When I saw that the address I was given on Prinz Albrecht Strasse was the police headquarters, my heart fell into my stomach. I thought I was going to be arrested, that all this had been an elaborate trap to ensnare this poor little rabbit. I considered running away but I sucked up my courage and entered. I am expected, I said to the clerk. My name was on his list and he sent me to a room on the third floor. Not just any room! The door was marked, Reichsführer-SS! I’m not a political man but I follow the news. These days only a fool would put his head in the sand. I know who holds this position, for God’s sake.
Himmler, a man not much larger than myself, was seated behind a huge desk. It made him appear smaller, which I’m sure was not the intended effect. He bade me to sit without rising or extending a hand. This put me even more ill at ease but then he made my anxieties disappear. Herr Rahn, he said, I have been looking forward to meeting you. He held up a copy of my Grail book and said, ‘your book was recommended to me. I enjoyed it immensely. I am your secret benefactor. I hear you have found a flat in Berlin.’ I am certain there is little the head of the police does not know. I made some small talk about the differences between Paris and Berlin. He appeared impatient and began quizzing me about my research.

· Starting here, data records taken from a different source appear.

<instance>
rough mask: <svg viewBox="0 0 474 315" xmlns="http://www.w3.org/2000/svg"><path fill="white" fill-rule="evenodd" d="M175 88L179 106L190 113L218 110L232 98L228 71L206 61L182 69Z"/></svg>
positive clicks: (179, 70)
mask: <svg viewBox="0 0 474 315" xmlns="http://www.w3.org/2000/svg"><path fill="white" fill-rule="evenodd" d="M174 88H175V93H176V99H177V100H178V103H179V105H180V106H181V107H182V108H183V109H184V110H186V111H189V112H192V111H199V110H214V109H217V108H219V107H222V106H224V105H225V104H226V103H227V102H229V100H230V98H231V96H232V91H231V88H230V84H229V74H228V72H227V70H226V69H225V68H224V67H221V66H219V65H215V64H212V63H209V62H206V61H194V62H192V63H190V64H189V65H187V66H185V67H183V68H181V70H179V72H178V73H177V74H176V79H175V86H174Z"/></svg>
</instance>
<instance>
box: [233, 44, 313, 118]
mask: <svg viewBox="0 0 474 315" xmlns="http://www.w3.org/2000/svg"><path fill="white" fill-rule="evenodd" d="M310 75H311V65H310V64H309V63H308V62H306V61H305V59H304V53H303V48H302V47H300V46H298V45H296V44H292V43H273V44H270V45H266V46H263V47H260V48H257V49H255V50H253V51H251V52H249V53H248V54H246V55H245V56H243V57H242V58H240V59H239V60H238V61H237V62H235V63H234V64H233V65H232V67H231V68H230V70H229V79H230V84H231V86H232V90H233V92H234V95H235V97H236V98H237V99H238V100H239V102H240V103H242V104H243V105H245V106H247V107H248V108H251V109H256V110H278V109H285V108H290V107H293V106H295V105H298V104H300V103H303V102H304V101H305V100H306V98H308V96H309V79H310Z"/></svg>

He asked about my theory that the thirteenth-century Cathars in southern France were descended from the Druids and were closely associated with the Knights Templar. He was conversant with my arguments about the sacred geology of the Cathar’s holy mountain and their enclave at Montségur, its sunrise orientations and its relationship with other holy places. He knew all about my beliefs that the Cathars had long kept the Holy Grail within their mountain fortress and that, in 1244, they made their last futile stand against Catholic crusaders. And that, before the castle fell and all Cathars were slaughtered, three Cathars slipped away with the treasure. He was fascinated with my description of exploring the grottos of the Sabarthes area south of Montségur and though he had a bookmark on that section of my book, he wanted to hear it from my mouth. I told him about the massive cavern of Lombrives with walls covered in Templar symbols side by side with Carthar emblems. He was particularly interested in my description of the engraving of a lance.